After major repairs, I think it is well within reason to road test the car.  
After repairs such as a head gasket, many things could go wrong, and road 
testing is the only way to reduce your repeat failures.  Slow oil leaks, etc... 
are only visible after some real world use, not a bunch of idling time.  Is 100 
miles reasonable?  To me, I wouldn't argue it.

> 
> If it were me, I'd get my car out of there for free, or as close to it as 
> possible based on the Canadian consumer protection agency, with the repair 
> work done.

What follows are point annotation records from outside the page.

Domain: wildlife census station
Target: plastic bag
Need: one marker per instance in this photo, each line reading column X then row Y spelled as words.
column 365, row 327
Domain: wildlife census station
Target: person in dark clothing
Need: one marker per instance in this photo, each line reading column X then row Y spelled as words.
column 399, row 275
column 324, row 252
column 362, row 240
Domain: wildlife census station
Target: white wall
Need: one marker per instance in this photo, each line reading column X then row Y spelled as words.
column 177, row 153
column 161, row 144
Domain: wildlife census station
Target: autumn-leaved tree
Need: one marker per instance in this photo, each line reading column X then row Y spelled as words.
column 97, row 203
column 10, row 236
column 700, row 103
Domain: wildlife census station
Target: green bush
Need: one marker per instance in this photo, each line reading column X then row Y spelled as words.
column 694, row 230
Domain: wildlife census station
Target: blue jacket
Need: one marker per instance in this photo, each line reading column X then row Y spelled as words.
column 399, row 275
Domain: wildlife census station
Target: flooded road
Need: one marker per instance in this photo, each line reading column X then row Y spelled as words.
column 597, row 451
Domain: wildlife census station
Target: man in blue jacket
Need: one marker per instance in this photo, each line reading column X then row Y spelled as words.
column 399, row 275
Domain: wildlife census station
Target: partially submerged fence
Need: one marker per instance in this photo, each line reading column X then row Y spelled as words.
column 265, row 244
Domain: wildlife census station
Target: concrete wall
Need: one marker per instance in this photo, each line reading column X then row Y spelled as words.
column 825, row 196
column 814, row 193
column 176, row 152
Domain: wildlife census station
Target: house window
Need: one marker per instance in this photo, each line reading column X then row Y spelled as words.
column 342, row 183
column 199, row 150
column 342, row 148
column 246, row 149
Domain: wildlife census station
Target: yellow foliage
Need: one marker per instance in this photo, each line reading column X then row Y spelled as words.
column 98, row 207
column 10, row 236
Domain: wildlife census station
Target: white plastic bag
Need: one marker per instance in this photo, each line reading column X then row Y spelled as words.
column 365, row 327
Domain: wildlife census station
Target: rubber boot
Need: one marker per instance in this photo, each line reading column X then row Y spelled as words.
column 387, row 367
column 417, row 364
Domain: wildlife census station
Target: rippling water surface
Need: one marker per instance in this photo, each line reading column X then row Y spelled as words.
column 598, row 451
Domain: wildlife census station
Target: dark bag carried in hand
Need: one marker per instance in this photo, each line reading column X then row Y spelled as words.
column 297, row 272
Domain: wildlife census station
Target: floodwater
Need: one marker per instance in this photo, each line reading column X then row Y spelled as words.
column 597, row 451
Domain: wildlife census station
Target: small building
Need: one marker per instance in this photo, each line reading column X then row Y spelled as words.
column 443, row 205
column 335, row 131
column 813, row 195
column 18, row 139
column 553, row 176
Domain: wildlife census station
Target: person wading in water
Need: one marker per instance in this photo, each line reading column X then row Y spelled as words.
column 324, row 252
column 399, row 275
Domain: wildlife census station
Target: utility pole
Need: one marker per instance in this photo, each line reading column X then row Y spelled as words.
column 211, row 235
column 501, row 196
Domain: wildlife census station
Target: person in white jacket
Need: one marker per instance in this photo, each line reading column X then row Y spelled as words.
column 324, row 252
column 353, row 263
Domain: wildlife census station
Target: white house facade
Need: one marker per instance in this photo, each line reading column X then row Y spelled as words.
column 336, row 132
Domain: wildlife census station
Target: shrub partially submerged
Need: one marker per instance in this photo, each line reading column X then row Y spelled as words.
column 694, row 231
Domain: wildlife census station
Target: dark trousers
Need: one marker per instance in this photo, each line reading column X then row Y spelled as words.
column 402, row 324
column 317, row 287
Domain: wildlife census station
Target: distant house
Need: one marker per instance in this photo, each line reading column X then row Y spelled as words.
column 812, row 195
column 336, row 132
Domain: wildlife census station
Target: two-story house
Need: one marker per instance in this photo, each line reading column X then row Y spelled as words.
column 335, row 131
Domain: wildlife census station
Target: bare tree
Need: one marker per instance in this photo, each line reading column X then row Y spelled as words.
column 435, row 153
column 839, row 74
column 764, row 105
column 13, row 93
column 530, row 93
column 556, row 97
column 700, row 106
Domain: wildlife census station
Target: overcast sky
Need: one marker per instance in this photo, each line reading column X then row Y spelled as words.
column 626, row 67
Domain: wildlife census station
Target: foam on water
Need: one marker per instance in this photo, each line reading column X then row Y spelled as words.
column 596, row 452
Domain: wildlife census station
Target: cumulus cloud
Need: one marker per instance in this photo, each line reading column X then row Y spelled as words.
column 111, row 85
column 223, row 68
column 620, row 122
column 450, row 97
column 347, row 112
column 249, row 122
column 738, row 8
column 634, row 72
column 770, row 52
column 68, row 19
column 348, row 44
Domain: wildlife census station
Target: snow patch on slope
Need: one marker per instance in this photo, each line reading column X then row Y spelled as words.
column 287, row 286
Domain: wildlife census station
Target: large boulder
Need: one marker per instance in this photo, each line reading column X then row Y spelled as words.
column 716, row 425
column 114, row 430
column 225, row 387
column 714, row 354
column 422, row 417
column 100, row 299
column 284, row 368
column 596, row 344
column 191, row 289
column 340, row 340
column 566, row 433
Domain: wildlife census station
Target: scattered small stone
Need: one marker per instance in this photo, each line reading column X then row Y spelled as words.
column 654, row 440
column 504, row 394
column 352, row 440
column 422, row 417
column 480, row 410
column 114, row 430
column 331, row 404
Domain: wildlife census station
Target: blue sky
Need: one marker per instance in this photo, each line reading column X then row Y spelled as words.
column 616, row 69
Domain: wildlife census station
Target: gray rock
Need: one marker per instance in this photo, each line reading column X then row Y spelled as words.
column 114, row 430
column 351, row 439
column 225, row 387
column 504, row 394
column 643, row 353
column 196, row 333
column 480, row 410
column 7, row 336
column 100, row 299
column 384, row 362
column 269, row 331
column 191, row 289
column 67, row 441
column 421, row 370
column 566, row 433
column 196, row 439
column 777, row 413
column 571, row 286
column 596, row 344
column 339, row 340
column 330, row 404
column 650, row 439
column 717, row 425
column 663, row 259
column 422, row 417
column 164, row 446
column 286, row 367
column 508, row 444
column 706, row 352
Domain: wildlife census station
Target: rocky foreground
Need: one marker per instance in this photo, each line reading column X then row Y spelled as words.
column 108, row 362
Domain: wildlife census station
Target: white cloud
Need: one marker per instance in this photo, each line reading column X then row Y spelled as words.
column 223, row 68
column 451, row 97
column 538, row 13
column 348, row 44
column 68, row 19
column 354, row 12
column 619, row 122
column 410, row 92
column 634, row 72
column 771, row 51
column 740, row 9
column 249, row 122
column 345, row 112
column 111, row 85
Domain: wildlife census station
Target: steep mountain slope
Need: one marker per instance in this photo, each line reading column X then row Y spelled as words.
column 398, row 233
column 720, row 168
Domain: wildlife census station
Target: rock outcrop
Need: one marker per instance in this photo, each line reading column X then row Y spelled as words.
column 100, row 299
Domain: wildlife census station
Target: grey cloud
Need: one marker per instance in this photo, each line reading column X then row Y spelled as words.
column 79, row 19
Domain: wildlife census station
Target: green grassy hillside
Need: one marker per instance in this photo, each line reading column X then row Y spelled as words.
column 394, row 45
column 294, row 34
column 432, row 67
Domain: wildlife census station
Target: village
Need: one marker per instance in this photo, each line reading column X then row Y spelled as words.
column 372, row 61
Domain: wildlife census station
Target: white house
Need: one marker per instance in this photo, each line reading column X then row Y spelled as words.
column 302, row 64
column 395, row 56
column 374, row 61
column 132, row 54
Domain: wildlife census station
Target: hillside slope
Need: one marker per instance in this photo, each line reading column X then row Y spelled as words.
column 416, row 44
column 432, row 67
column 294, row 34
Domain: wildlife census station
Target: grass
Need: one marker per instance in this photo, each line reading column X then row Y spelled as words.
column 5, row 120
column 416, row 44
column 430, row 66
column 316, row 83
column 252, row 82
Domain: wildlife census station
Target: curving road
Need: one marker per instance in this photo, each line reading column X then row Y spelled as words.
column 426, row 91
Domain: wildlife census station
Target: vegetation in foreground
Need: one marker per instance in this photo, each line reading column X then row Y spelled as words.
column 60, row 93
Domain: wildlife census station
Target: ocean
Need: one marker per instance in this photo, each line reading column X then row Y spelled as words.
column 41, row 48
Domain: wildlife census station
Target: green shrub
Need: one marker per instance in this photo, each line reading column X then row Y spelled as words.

THEN I'd call him and try to work out something you feel is 
> reasonable and fair if the work was done properly.
> 

No offense, but that sounds like a reply from a person that doesn't work on 
cars.  Many of the mechanics out there operate on a shoestring.  By and large, 
they aren't getting rich.  Without question, he did spend money out of his own 
pocket to do the repair.  I would get a list of parts from the mechanic, and 
look them up yourself from a reasonably priced source... see if it's out of 
line.  Add in fluids, filters, etc...  Find out if the head was machined in any 
way (valve job, or surface decking)... and check on the cost of those services 
from a reputable machine shop.  Finally, see if you can find out the "book" 
hours from an Audi dealer for a headgasket replacement.  Take those hours, and 
multiply by a reasonable shop rate... or one you've OK'd in the past from him. 
 I think then you would have some ability to reasonably assess what has 
happened, and come to some agreement.

To some extent, how you handle this depends on if you want to use this 
mechanic again.  If he is good, and you do trust him, you don't want to destroy the 
relationship.  If you screw him now, he won't forget.